Compare that with the modern example of American pastors I shared above. I ask again, do we have a prayer problem? Do we need more time in communication with God?

How about service? Gal 5:13 says you were called to freedom, brothers. Only do not use your freedom as an opportunity for the flesh, but through love serve one another. Mark 10:44-45 says whoever would be first among you must be slave of all. For even the son of man came not to be served but to serve. Eph 2:10 says we are his workmanship, created in Christ Jesus for good works, which God prepared beforehand, that we should walk in them.
So we can see that we are expected to serve and gifted to serve, but are we willing to serve?

If God placed a want ad for servants, it might go something like this:

Wanted: gifted volunteers for difficult service in the local expression of the Kingdom of God. Motivation to serve should be obedience to God, gratitude, gladness, forgiveness, humility, and love. Service will rarely be glorious. Temptation to quit place of service will sometimes be quite strong. Volunteers must be faithful in spite of long hours, little to no visible results, and possibly no recognition except from God in eternity.
Do you need to grow in self-sacrificial service?

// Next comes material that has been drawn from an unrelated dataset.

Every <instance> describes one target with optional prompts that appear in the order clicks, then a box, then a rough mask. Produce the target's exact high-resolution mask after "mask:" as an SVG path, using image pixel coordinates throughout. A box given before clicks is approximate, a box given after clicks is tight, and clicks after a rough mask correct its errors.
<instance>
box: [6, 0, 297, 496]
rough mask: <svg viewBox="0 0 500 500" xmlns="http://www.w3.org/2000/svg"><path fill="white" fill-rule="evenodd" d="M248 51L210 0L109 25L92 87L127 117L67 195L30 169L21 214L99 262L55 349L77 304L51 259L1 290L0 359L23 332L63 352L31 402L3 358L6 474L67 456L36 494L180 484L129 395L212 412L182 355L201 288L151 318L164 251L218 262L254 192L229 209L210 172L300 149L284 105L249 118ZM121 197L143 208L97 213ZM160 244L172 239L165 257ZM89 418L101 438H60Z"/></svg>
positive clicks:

Okay, I am going to try to wrap things up and leave you with some ideas moving forward. There are many spiritual disciplines. There are many methods we have at our disposal that we can use to foster individual spiritual growth and to protect ourselves against growing stagnant in our faith and allowing ourselves to succumb to the temptation to just coast along, which can lead us to be untrained when temptations and struggles arise and when God call us to carry out his will, to be a light in a world of darkness, to proclaim the authentic gospel in word and deed.
So my suggestion to you is think about the instruction Paul gave Timothy in 1 Tim. 4:-8, to train himself for godliness. ask God where you need to grow spiritually, where you need training, and then consider putting together a growth plan that you will use and follow to draw you closer to him who has called you to be conformed to the image of Christ.

Some of you may not need a plan. Others know that they do. Developing a plan helps you to put your thoughts and prayers on paper. It helps you think through what you want to accomplish and then write it down and see it, refer to it regularly, see your progress.

I would highly recommend an accountability partner in this. Grab your spouse or a close friend or family member and then you can both get to experience spiritual growth while encouraging one another and holding one another accountable. I roped Sonya into doing this when I started it and it has been a blessing for both of us.

Always remember, whatever you do for spiritual growth, that the motivation is to pursue godliness. It isn’t to just grow in knowledge, just soak up information, help you win Bible trivia contests, or community service award, or any of that. It is to become more like Jesus, it is to affect every aspect of your life, it is to learn and apply what it means to be conformed into the image of our Savior.